The company’s net sales were down nearly three per cent to Rs 983.09 crore. “The drop in net profit is on account of liquidity squeeze in the market, which has increased the cost of funds. The interest outflow has been higher and there has been a drop in margins,” Mr Sanjay Chandra, Managing Director, Unitech Ltd, said.
With sluggish demand in the luxury housing segment, the company has re-oriented its product portfolio towards mid-income housing segment (Rs 40-70 lakh). “Given the focus on the affordable housing segment, the company has been able to generate good volumes by putting in place innovative marketing strategies and that is reflecting in the overall revenue,” Mr Chandra said. Unitech is amongst the frontline real estate companies which posted a disappointing set of numbers for the just-ended quarter.
DLF margin falls
India’s largest real estate company DLF Ltd posted a four per cent drop in its net profit for July-September quarter at Rs 1,935.35 crore, as change in product mix towards the mid-income housing compressed margins.
DLF saw EBITDA margin at 61 per cent during in the quarter ended September 2008, compared with 71 per cent in the year-ago period, owing to larger contribution from the low margin, mid-income housing projects.
Mr Rajiv Singh, Vice-Chairman, DLF Ltd, said, “In the Q2 FY08, the mid-income housing for us was almost negligible, but this time it has contributed significantly to the bottomline.”
The Delhi-headquartered developer - which sells a large portion of its commercial assets to DLF Assets Ltd (DAL), a company promoted by DLF Chairman Mr K P Singh - said that during the second quarter, sale to DAL contributed 47 per cent to net profit.

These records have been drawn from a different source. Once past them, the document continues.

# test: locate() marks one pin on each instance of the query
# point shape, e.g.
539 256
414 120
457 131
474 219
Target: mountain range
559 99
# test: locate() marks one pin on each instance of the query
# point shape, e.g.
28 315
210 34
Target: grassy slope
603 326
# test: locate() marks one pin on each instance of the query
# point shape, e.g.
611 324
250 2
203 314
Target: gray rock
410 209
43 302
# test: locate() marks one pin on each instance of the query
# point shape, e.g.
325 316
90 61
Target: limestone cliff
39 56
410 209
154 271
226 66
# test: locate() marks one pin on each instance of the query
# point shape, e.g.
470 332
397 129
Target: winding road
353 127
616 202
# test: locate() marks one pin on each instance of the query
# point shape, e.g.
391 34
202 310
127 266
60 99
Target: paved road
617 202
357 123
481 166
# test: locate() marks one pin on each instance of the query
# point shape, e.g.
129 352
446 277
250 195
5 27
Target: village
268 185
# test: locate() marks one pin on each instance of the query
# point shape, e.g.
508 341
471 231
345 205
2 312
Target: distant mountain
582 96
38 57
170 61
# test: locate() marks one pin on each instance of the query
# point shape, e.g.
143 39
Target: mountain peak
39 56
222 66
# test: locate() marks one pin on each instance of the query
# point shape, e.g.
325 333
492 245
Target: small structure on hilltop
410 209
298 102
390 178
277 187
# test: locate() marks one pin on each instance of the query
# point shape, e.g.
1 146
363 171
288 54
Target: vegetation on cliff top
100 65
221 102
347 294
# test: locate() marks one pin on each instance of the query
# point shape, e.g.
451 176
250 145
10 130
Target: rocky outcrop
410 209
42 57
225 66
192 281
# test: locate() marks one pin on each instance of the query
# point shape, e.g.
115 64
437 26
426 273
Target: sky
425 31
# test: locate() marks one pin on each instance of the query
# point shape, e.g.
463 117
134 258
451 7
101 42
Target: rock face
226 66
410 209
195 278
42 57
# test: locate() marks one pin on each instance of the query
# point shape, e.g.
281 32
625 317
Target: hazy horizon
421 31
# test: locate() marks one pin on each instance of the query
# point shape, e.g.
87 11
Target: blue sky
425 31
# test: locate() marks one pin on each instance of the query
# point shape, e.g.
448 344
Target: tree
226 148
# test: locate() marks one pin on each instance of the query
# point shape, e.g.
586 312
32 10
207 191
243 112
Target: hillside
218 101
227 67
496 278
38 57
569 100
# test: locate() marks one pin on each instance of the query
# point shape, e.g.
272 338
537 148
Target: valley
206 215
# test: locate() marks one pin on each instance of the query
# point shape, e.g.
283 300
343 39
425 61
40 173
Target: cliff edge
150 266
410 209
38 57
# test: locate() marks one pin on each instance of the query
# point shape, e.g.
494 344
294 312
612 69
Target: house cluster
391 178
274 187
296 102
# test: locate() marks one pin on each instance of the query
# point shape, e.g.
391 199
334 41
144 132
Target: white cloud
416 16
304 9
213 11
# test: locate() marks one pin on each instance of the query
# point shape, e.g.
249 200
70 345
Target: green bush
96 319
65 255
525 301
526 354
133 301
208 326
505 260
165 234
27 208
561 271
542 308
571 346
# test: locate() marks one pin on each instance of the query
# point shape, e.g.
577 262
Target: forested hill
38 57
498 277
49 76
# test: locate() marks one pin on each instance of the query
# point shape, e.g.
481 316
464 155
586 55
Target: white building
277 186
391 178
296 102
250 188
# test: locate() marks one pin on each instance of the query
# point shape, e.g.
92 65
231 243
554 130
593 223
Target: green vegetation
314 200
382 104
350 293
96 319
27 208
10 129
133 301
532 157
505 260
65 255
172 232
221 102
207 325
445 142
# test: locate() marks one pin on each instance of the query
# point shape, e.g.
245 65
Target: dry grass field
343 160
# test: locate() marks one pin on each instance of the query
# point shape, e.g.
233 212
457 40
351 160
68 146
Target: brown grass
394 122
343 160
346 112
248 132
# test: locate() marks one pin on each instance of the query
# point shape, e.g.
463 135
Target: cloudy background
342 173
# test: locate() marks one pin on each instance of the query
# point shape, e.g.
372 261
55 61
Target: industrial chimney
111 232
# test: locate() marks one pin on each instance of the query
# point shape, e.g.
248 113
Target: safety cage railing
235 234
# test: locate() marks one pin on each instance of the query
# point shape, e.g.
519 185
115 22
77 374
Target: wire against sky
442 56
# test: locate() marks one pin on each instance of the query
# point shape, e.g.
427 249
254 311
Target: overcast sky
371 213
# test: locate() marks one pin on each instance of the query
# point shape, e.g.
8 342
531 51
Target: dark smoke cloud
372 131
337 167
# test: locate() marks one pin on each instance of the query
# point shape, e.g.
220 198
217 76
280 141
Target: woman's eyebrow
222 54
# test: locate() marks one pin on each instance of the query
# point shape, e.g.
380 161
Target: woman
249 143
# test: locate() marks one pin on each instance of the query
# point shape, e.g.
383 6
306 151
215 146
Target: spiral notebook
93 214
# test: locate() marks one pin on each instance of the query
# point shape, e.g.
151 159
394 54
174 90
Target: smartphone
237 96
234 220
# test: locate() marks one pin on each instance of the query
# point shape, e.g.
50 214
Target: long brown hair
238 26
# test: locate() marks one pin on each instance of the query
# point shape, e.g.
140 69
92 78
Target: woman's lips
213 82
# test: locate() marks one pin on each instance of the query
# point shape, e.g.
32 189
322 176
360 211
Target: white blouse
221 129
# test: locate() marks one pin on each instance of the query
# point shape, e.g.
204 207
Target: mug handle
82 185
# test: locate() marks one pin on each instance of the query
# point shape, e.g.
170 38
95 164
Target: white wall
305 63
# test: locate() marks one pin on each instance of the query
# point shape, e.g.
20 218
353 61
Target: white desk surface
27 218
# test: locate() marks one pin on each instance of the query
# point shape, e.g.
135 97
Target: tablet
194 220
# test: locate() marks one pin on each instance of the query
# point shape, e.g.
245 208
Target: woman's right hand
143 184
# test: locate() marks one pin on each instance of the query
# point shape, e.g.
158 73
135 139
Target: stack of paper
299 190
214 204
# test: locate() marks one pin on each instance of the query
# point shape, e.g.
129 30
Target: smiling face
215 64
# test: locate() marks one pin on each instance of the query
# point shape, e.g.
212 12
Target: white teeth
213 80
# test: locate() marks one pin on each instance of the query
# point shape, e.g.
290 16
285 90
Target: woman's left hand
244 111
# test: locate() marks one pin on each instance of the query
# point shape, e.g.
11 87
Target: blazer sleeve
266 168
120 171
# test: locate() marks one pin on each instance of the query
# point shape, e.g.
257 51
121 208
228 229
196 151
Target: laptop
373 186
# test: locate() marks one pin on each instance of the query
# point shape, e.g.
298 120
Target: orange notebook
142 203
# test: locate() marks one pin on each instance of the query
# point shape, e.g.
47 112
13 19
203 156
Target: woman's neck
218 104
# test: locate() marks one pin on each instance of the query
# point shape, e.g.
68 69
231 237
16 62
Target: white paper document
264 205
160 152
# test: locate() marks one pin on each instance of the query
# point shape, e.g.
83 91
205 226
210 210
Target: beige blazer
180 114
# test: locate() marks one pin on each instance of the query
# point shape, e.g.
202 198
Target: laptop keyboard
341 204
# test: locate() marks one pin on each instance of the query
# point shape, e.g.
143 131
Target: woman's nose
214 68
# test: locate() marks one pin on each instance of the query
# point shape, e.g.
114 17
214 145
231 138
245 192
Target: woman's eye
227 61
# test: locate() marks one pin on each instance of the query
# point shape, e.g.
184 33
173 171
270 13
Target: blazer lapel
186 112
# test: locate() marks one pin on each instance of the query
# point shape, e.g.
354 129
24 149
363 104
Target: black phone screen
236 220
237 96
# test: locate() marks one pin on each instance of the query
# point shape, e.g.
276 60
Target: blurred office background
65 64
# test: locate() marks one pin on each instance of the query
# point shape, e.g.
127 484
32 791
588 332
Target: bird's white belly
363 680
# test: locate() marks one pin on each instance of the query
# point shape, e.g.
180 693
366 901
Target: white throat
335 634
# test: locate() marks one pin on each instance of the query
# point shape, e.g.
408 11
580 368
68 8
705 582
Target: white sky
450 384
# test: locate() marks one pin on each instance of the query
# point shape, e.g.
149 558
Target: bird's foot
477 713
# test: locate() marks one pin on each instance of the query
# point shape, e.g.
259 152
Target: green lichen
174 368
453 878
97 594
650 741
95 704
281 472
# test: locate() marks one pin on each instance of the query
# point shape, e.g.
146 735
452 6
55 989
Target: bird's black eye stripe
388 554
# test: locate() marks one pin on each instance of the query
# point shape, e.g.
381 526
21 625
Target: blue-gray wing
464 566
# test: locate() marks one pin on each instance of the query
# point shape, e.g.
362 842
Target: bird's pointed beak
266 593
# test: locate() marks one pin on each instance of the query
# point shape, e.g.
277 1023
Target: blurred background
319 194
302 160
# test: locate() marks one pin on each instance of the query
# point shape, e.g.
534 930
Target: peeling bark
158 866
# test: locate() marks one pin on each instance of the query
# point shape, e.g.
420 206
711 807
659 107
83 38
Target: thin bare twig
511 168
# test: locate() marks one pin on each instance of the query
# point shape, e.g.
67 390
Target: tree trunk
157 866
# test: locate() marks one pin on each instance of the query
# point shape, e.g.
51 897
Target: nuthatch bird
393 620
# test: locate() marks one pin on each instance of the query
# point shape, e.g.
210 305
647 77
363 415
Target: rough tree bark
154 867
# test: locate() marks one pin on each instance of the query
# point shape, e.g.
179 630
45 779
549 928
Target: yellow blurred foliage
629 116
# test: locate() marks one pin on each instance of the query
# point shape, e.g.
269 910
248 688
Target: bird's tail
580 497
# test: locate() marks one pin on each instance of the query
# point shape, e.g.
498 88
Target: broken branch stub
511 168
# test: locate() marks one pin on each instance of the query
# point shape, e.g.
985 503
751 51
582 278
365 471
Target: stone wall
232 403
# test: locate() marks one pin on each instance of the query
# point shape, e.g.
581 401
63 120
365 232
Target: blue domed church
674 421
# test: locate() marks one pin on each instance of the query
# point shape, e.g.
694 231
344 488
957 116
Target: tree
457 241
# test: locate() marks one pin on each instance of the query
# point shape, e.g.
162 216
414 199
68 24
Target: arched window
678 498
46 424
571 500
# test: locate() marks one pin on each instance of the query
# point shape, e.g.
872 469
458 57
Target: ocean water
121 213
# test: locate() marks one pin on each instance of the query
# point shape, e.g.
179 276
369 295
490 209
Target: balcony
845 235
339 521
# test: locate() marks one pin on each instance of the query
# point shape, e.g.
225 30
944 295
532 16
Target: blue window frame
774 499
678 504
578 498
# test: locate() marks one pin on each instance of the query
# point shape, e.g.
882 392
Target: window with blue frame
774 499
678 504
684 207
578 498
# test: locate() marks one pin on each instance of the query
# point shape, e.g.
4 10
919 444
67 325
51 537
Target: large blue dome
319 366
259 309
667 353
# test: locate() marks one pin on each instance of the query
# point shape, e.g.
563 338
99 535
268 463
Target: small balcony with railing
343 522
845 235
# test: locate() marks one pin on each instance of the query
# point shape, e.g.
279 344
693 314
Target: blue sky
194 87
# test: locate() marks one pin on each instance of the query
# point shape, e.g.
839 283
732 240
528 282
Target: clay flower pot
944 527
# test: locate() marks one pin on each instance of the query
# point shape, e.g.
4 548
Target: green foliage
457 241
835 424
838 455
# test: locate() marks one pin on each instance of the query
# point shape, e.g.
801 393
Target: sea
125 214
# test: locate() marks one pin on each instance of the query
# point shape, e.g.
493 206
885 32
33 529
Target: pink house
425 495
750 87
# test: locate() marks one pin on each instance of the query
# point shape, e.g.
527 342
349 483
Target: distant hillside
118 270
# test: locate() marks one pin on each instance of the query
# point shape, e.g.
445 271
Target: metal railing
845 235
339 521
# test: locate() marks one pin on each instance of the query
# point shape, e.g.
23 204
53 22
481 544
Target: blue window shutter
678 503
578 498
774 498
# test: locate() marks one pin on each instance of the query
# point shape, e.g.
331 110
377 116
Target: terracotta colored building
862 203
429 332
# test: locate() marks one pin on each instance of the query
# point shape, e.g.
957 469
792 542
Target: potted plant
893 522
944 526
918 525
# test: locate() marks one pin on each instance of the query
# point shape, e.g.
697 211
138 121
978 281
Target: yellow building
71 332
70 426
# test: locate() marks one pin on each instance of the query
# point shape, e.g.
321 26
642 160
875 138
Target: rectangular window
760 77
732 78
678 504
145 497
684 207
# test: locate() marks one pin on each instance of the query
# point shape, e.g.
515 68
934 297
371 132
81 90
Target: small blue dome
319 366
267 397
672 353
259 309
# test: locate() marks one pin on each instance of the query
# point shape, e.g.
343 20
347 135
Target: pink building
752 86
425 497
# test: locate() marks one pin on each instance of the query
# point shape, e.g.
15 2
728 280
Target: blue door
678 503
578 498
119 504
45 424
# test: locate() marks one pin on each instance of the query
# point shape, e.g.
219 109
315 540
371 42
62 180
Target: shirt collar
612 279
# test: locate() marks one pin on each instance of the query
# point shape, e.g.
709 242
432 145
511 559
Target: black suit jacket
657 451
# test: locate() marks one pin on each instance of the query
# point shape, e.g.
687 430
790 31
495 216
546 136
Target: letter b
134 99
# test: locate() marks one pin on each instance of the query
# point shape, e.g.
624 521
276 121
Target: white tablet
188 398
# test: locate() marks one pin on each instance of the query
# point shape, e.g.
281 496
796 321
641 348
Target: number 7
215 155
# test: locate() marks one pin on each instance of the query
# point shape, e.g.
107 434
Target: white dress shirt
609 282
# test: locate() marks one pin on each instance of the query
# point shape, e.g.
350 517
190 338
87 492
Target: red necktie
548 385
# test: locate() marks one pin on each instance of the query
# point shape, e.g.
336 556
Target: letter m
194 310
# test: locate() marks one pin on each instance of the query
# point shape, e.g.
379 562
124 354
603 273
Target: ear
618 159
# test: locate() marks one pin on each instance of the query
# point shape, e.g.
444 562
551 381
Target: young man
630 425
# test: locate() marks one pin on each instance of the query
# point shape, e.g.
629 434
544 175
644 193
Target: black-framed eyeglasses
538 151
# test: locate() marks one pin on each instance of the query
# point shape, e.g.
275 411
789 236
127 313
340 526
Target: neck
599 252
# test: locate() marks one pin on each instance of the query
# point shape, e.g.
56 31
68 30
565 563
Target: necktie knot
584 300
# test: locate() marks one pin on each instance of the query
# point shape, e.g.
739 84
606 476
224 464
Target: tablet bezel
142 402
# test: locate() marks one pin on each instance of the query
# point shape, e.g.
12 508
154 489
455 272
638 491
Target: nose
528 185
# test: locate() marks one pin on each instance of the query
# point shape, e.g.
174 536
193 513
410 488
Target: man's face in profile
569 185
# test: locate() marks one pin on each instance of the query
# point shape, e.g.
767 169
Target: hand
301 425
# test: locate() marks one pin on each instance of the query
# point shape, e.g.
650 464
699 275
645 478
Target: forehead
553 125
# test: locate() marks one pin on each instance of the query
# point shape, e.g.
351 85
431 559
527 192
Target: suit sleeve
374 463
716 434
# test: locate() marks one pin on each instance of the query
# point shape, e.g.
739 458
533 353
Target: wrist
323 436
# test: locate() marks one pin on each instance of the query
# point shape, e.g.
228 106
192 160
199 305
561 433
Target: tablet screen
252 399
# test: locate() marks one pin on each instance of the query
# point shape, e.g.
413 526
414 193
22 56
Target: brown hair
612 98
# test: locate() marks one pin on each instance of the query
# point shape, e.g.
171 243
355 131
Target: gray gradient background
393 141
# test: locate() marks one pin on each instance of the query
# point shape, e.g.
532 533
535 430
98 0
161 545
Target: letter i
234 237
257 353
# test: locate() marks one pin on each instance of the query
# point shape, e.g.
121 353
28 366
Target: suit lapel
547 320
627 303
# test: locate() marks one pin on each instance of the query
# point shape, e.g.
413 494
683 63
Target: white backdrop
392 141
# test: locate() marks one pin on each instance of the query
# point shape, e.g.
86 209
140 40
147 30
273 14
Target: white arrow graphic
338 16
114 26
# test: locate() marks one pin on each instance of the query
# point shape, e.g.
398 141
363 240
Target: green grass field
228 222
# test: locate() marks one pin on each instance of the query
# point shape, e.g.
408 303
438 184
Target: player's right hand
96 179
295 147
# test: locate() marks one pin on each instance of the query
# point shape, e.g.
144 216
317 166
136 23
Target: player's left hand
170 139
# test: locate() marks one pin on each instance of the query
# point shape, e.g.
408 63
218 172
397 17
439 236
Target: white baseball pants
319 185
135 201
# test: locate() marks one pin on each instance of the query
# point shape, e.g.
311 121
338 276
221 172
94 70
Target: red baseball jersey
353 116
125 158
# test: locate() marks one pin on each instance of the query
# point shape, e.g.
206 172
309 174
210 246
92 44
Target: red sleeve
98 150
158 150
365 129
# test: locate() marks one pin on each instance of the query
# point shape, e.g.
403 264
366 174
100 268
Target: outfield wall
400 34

DAL owes DLF close to Rs 4,800 crore at the end of the September 2008. DLF expects DAL to repay close to Rs 5,000 crore through a mix of debt and equity by the end of the current fiscal. DLF’s net staff strength came down by 10 per cent at the end of the quarter to 3,500 employees, but the company attributed this to voluntary attrition. “Close to 350 people chose to leave us but that was natural attrition and did not involve lay-offs. Generally, people re-look at their options after increments,” Mr Rajiv Singh said, adding the company continued to hire in areas of specialised skillsets such as mall management.
The finance cost for the company also continued to rise, and the last deal concluded by DLF came with 16 per cent borrowing cost, compared to 12 per cent a year ago.
DLF’s debt currently stands at Rs 14,000 crore. “Of this, over Rs 4,000 crore is on account of new initiatives such as hotels, Rs 10,000 crore is on account of real estate, and a large portion of that would be liquidated through DAL,” Mr Singh said.
During the second quarter, as much as 64 million sq ft was under construction, after delivering 2 million sq ft of built-up space in commercial office and home segments. DLF said it plans to launch more residential projects in New Delhi, Gurgaon, Hyderabad, Bangalore, Indore and Panchkula.